Assessing how IFRS 17 interpretations can impact decision-making processes

Assessing how IFRS 17 interpretations can impact decision-making processes

By James Orr, Chief Actuary, Head of Department, PRA, Bank of England

Can you please tell the Risk Insights readers a little bit about yourself, your experiences and what your current professional focus is?

I’m the Chief Actuary for General Insurance (GI) at the PRA. My current professional focus is on the role of the Actuarial Function within regulated GI firms and its effectiveness as a control function. We are speaking to many Chief Actuaries about the challenges they face, which include effective engagement with Boards, delivering against more challenging reporting requirements and, for many, responding to IFRS 17.

What, for you, are the benefits of attending a conference like the IFRS 17 and what can attendees expect to learn from your session?

Given that many of the questions raised by IFRS 17 will be new to many practitioners, the opportunity to learn from others’ experiences, share insights and concerns is clearly valuable. Ultimately, actuarial analysis and financial reporting realise their value in supporting decision-making, and many decisions will need to be made when implementing IFRS 17.  These affect the valuation and presentation of financial information, the data needed to achieve this, the selection of appropriate actuarial techniques, and quite possibly decisions may extend to product design.  So the panel session’s focus on how IFRS 17 will impact decision-making should lead to an interesting and informative discussion, which I hope the audience will engage with.
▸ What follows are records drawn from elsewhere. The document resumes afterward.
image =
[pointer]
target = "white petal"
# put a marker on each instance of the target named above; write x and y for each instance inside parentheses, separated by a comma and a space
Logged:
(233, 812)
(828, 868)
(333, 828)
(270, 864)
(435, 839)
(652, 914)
 What is the current market situation?

I’ve seen that many firms have made a strong commitment to developing their response to IFRS 17, treating it as a major project with formal governance and significant resource commitment. However, I am also hearing that many uncertainties remain as to the approach that should be taken, even on some key points of detail.  In our market, the progress of the EU endorsement process is a major factor and the recent letter from EFRAG to the IASB is indicative that uncertainties remain.

What kind of effects will IFRS 17 have on the market post-implementation?

As a prudential regulator – and IFRS 17 is not a prudential reporting standard – we are particularly interested in the effects the new standard will have on firms’ behaviour, their business strategies and risk profiles. We have no crystal ball and I therefore await these developments with keen interest!

What do you think non life and life insurers should be focusing on?

Understanding the standard, what it means for their business and fostering active engagement from all affected parts of their business – finance and actuarial in particular. To pick one area to focus on, the transition to IFRS 17 and the choice of the methods available looks particularly challenging for both non-life and life insurers and it will effectively fix opening balances and influence future results.

How do you see the impact of IFRS 17 evolving over the next 6-12 months?

I am hoping to see evidence of more dialogue, greater clarity on the key points and progress towards a pragmatic approach within firms that manages the implementation risks and uncertainties presented by a major change programme.